EU ministers fail to reach unanimous refugee deal: official

BRUSSELS, Sept 15:  EU interior ministers have failed to reach unanimous agreement on a plan for binding quotas to relocate 120,000 refugees and take the strain off Greece, Italy, and Hungary, officials said.
“Yes, not everyone is on board at the moment,” Luxembourg minister Jean Asselborn told a press conference in Brussels yesterday, adding however that there was a “large majority” in favour and they would return to the issue in October.
EU migration commissioner Dimitris Avramopoulos added: “For our proposal on 120,000 we did not have the agreement we wanted.”

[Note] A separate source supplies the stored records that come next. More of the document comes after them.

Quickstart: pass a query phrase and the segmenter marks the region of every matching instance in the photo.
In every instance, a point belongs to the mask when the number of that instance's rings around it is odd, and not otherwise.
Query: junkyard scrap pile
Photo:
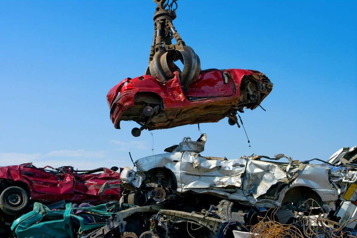
[[[177,1],[154,0],[145,75],[124,79],[107,96],[114,127],[134,121],[134,136],[225,117],[240,127],[238,113],[261,107],[272,89],[255,70],[201,70],[172,24]],[[132,168],[0,167],[0,237],[357,236],[357,146],[326,161],[282,154],[228,159],[201,156],[206,140],[185,137],[135,162],[130,155]]]
[[[185,137],[120,174],[1,167],[1,237],[356,237],[357,146],[316,164],[203,157],[206,139]]]

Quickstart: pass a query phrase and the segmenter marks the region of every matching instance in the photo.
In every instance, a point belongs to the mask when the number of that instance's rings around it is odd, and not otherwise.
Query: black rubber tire
[[[141,134],[141,131],[137,127],[134,127],[131,129],[131,135],[135,137],[140,136]]]
[[[150,117],[154,115],[154,110],[150,106],[145,106],[142,110],[142,113],[146,116]]]
[[[9,197],[14,195],[20,199],[18,204],[11,204],[9,201]],[[0,208],[9,215],[21,214],[27,208],[30,203],[29,194],[24,189],[12,186],[6,188],[0,195]]]
[[[234,126],[236,125],[236,122],[234,121],[234,120],[232,120],[231,118],[228,118],[228,124],[231,125],[231,126]]]

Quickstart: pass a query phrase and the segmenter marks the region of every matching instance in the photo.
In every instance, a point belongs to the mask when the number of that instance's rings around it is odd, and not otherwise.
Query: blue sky
[[[260,108],[241,115],[251,141],[226,119],[202,124],[203,155],[285,153],[326,159],[357,144],[356,1],[178,2],[176,29],[202,69],[265,74]],[[151,1],[0,1],[0,166],[131,166],[162,153],[196,125],[114,129],[106,95],[144,74],[153,31]],[[154,144],[153,146],[153,138]]]

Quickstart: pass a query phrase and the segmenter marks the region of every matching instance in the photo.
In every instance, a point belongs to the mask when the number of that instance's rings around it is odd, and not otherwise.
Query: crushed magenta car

The ministers were holding emergency talks to discuss plans unveiled last week by European Commission chief Jean-Claude Juncker to redistribute 120,000 refugees from overstretched Greece, Italy and Hungary.
The plans face fierce opposition from many eastern European member states.
The ministers did formally agree however to launch a plan first proposed in May to relocate 40,000 asylum seekers from Greece and Italy over the next two years, according to quotas suggested by the Commission.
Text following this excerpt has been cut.